Nervosität in München
Der iX3 ist nicht irgendein Modell. Er ist das erste Serienauto der Neuen Klasse und damit ein Prüfstein. Scheitert er, stünde BMWs Zukunftsstrategie in Frage. Die 3er-Reihe und der X3 sind schließlich die Brot-und-Butter-Modelle des Konzerns.
Die Konkurrenz schläft nicht. BYD zeigt schon Megawatt-Lader, Xpeng verspricht 525 kW Ladeleistung, Tesla arbeitet weiter am autonomen Fahren. BMW muss sich auf die eigene Stärke besinnen: Fahrspaß, solide Technik, durchdachte Bedienung.
„Die Technik arbeitet nur im Hintergrund“, sagt ein BMW-Sprecher. Wenn das stimmt, könnte der iX3 tatsächlich der Startpunkt einer neuen Ära sein.
Zwischen Moderne und Déjà-vu
So viel Technik der iX3 auch unter seinem Blechkleid verbirgt – auf manche wirkt er wie ein alter Bekannter. Das beginnt beim Design. Die schmalen, vertikal gezogenen Nieren erinnern zwar an die historischen Modelle der 60er-Jahre, doch nicht alle sind begeistert. In einem Automobil-Forum heißt es spöttisch: „Warum sind sie wieder zu den dünnen Nieren zurückgekehrt? Sieht aus wie Bugs Bunny.“
Auch im Innenraum zeigt sich ein ähnliches Bild. BMW verzichtet auf das klassische Kombiinstrument hinter dem Lenkrad und setzt stattdessen auf eine breite Projektion in die Frontscheibe. Das sieht modern aus, wirkt für manche aber eher wie ein Abklatsch der „iPad-Philosophie“, die viele E-Autos inzwischen prägt. Ein Nutzer fasst es so zusammen: „Der Verlust des traditionellen Armaturenbretts ist mein Hauptanliegen … Ich habe mich nie mit dem iPad-basierten Ansatz in so vielen Elektrofahrzeugen anfreunden können.“
Besonders kontrovers diskutiert wird das Verschwinden des iDrive-Controllers. Seit über zwei Jahrzehnten galt er als Markenzeichen, mit dem sich Menüs präzise bedienen ließen, ohne den Blick von der Straße zu nehmen. Jetzt ist er weg. „Das größte Verbrechen ist die Entfernung des iDrive-Controllers. Das ist eine enorme Verschlechterung der Benutzerfreundlichkeit und Sicherheit.“ lautet ein Kommentar, der stellvertretend für viele Stimmen steht. BMW argumentiert, dass Sprachsteuerung und Touchscreen ausreichen.

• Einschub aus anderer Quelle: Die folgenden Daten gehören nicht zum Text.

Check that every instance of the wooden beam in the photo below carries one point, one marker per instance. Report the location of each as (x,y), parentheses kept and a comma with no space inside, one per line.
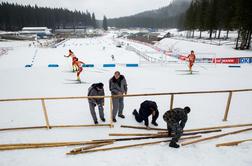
(133,134)
(45,114)
(233,143)
(132,145)
(215,136)
(131,95)
(227,106)
(79,150)
(73,126)
(189,130)
(46,145)
(54,126)
(171,101)
(163,133)
(144,128)
(23,128)
(111,111)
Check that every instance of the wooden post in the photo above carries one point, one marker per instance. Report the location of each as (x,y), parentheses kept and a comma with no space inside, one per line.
(131,145)
(171,102)
(227,106)
(234,143)
(45,114)
(111,112)
(216,136)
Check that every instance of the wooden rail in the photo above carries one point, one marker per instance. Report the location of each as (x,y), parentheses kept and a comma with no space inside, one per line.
(171,94)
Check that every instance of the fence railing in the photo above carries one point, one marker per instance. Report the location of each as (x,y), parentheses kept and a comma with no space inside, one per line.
(171,94)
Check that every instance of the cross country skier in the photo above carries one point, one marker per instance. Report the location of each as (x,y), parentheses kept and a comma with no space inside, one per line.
(74,58)
(113,57)
(78,64)
(191,58)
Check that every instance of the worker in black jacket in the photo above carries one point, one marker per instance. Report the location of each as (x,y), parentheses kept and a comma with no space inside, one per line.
(176,119)
(147,108)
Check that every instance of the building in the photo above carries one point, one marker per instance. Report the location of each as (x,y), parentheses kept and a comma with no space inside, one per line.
(41,32)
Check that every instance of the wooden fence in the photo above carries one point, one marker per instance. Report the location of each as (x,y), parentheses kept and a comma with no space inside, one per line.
(172,96)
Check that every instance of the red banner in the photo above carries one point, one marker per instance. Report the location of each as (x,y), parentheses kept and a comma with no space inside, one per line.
(226,60)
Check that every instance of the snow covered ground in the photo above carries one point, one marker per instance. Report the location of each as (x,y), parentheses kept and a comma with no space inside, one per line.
(40,81)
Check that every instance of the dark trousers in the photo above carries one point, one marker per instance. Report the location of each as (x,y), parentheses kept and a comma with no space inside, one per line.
(139,118)
(176,129)
(118,106)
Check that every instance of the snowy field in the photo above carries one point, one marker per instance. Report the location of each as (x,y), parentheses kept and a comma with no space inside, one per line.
(40,81)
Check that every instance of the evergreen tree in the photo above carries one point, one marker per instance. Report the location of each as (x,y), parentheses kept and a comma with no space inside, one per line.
(105,23)
(14,17)
(94,21)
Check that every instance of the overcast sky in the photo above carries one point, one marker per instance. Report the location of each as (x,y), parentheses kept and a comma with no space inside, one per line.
(110,8)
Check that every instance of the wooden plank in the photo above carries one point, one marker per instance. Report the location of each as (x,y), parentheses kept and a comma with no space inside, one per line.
(54,126)
(79,150)
(73,126)
(132,145)
(189,130)
(45,114)
(23,128)
(233,143)
(162,134)
(111,112)
(144,128)
(132,134)
(171,101)
(215,136)
(132,95)
(46,145)
(227,106)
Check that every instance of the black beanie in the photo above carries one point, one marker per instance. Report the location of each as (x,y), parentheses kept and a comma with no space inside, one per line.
(187,109)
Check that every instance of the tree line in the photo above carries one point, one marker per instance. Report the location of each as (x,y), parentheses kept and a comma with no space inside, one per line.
(14,17)
(145,22)
(217,15)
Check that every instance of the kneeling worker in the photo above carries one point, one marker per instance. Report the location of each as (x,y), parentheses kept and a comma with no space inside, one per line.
(96,90)
(147,108)
(176,120)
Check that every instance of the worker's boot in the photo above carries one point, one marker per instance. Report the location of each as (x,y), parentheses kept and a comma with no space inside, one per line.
(173,144)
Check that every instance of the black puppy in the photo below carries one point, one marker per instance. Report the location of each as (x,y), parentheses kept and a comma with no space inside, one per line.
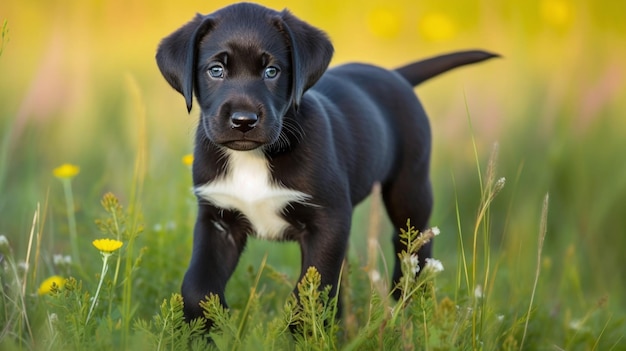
(285,149)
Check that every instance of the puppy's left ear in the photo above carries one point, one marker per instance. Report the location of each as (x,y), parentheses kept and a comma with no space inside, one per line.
(311,51)
(177,55)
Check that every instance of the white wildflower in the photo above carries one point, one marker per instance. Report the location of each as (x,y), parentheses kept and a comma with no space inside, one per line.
(434,265)
(478,292)
(413,263)
(60,260)
(375,276)
(4,244)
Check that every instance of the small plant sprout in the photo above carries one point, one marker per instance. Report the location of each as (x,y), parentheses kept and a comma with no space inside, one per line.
(106,247)
(50,284)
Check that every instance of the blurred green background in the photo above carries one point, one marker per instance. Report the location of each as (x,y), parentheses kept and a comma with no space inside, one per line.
(75,75)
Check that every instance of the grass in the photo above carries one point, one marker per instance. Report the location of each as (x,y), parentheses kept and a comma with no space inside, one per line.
(520,272)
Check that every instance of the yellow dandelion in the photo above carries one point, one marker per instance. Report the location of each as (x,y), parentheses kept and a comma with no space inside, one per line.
(46,286)
(188,159)
(437,26)
(66,171)
(107,246)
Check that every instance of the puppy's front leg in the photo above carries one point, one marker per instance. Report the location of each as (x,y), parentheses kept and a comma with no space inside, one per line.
(217,245)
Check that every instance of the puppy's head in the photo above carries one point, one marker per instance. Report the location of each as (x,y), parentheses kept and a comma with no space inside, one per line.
(247,65)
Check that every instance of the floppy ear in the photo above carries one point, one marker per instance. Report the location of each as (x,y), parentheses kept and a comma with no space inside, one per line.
(311,51)
(177,56)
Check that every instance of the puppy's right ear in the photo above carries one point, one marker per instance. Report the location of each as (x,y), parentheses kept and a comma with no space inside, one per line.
(177,55)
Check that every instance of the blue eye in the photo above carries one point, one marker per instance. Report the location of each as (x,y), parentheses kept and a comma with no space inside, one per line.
(216,71)
(271,72)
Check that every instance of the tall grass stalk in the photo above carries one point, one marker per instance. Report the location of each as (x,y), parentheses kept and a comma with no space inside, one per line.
(138,110)
(543,228)
(71,218)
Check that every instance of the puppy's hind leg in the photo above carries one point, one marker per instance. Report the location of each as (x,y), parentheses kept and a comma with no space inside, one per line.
(408,198)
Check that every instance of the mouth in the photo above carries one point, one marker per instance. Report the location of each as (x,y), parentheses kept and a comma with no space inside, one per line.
(242,145)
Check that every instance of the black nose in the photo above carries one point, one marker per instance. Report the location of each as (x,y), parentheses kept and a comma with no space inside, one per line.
(243,121)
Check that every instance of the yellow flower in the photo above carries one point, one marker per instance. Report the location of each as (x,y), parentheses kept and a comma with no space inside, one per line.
(46,285)
(107,245)
(437,26)
(188,159)
(66,171)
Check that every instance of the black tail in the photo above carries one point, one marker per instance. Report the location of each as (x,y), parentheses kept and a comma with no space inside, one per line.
(417,72)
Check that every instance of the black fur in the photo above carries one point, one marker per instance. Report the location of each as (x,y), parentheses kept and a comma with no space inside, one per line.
(330,134)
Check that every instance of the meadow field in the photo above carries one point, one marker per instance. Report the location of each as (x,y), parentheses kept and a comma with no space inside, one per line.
(528,170)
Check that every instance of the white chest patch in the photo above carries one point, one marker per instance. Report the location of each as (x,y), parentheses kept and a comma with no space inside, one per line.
(249,189)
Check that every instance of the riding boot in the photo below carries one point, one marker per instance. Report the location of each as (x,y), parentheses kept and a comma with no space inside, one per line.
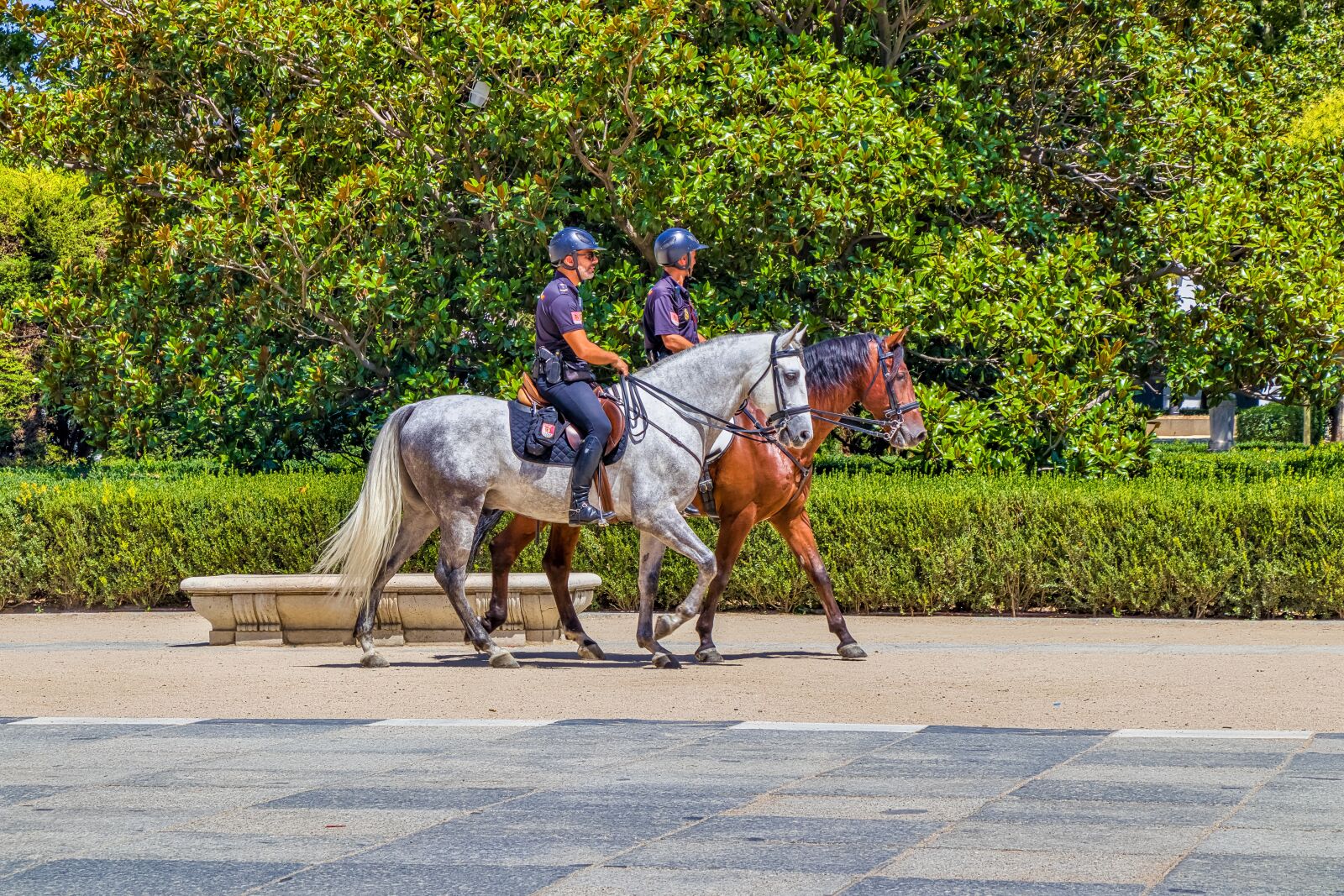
(585,468)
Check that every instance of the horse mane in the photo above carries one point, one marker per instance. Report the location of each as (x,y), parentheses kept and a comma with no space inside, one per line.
(832,363)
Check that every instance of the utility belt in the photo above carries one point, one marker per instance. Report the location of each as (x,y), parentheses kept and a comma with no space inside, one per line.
(553,369)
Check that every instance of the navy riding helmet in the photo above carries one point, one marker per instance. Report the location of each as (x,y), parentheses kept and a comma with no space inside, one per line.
(674,244)
(569,242)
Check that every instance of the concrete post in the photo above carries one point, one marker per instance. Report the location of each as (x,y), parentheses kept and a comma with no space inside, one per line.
(1222,425)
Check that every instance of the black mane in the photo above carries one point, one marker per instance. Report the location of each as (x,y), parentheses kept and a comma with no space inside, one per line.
(833,362)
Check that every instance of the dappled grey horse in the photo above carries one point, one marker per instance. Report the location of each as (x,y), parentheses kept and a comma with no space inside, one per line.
(445,461)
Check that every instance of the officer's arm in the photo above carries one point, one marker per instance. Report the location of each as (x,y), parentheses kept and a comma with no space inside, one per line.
(676,343)
(595,354)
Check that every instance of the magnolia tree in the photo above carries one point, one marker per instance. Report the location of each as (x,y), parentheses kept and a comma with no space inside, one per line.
(316,226)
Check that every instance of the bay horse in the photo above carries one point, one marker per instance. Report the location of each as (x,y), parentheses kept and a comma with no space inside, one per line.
(754,483)
(449,464)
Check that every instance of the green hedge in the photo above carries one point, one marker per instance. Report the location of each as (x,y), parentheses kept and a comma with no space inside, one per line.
(894,543)
(1277,423)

Evolution statt Revolution?
Auch in der Fachpresse wird der iX3 eher als Evolution denn als Revolution eingeordnet. Zwar hebt man die neue Technik, die 800-Volt-Architektur und das bidirektionale Laden hervor. Aber beim Auftritt bleibt der Eindruck: Das ist noch immer ein X3, leicht gestrafft, etwas digitaler, doch kein völlig neues Fahrzeugkonzept. Die Neue Klasse soll Zukunft atmen – stattdessen dominiert das Gefühl eines déjà-vu.
So zeigt sich die Ambivalenz des iX3: Unter der Oberfläche treibt BMW viel Aufwand, um Gewicht zu sparen, Reichweite zu erhöhen und Software neu zu denken. Doch außen wie innen begegnet uns vieles, das wir kennen. Für die einen ist das kluge Kontinuität – für die anderen schlicht ein alter Hut.